More content is close at hand in BlackBerry World, where you can browse by apps, games, music, videos, and TV shows. Rovio powers the shows, while longtime partner 7 Digital handles the music. Strangely, you can search for top paid apps, but there aren't any filtering options specifically for free programs.
BlackBerry Balance and business use
Business and security-conscious users have long been RIM's bread and butter. The BlackBerry Z10 serves this demographic well with BlackBerry Balance, which helps separate sensitive business apps from your personal ones, with the help of your corporate IT manager. There are privacy settings and RIM's signature encrypted servers, plus parental controls -- not to mention remote wiping with BlackBerry Protect.
With the Z10, RIM takes aim at both individual consumers looking for a smart new device and business professionals who could easily pass this phone to an IT administrator to get work-approved apps. The thing is, in today's climate of bring-your-own-phone, many businesses can get by with little extra security and have abandoned fleets of devices. Having been out of the game for so long, it could be a hard sell.
Cameras and video
For a long time now, the BlackBerry camera has been a weak spot.
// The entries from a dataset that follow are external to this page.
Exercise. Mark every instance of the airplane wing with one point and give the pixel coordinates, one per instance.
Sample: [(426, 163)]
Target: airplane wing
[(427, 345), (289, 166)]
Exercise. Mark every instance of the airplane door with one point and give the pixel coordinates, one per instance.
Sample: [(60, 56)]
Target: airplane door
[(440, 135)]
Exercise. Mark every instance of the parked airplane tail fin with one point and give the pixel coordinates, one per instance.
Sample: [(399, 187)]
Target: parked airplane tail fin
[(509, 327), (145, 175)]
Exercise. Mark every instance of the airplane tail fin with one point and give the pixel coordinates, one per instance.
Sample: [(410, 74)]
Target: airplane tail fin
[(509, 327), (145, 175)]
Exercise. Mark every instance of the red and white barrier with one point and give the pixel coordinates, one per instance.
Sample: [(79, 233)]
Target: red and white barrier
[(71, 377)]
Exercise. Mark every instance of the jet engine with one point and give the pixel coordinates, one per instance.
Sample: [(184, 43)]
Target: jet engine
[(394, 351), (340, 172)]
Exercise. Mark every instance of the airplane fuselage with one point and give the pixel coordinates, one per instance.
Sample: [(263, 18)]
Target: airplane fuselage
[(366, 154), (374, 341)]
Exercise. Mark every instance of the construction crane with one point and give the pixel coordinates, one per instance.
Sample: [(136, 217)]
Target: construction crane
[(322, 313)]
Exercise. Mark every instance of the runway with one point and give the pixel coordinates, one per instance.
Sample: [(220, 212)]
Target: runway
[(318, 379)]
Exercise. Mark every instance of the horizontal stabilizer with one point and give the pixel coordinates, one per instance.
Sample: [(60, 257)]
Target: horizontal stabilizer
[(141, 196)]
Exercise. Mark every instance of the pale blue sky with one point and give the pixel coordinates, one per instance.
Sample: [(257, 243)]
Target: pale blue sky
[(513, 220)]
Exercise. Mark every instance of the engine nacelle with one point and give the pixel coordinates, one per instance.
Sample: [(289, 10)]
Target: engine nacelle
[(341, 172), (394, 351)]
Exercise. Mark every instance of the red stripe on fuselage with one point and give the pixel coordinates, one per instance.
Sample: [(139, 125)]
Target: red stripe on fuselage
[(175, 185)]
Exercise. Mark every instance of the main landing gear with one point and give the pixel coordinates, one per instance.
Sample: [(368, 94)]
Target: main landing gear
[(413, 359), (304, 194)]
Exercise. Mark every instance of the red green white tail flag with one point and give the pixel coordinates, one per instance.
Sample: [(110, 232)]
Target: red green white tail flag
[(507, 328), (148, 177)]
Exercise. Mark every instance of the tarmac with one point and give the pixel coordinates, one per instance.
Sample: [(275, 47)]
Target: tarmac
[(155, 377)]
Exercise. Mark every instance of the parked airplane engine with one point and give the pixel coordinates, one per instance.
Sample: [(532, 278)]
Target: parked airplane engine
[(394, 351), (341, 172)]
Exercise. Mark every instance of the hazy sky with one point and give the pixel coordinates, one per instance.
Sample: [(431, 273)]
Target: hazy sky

No longer. The Z10 packs a respectable 8-megapixel shooter in the back and a 2-megapixel lens up front. Both record 720p HD video, and the larger of the two can also shoot 1080p HD video.
The main camera comes with autofocus, 5x digital zoom, and options for burst mode and stabilization. Pressing either volume button can snap a shot. TimeShift mode takes an array of photos, and lets you revisit them along a timeline to pick the one you like best. There are scene modes (like action and night) and you can choose to take pictures in a 3:4 or 9:16 ratio. (For more on TimeShift, see the full.)
Although there's autofocus, focusing elsewhere isn't intuitive. Touching the screen anywhere triggers the shutter, so you'll just have to know to drag the focal bracket around the screen.
Budding photographers will also notice scant options and controls. There's no HDR, no ISO settings, no grid, no geotagging, no option to drop resolution, and -- one of its worst offenses in my opinion -- no way to silence the shutter's loud clacking.
I've heard phone makers argue that most casual users don't need features overkill, but I submit that it's nice to have, especially if you'd like phone owners to leave the dSLR at home and use your phone as their camera instead.
Despite the thin toolset, image quality was pretty decent. Naturally, photos looked better outside than inside, where there was plenty of ambient light and where I could hold the image steady. Some pictures looked very noisy in full resolution, but other times, the Z10's camera picked up more detail than some others; for instance, in one comparison photo I took with an HTC Droid DNA.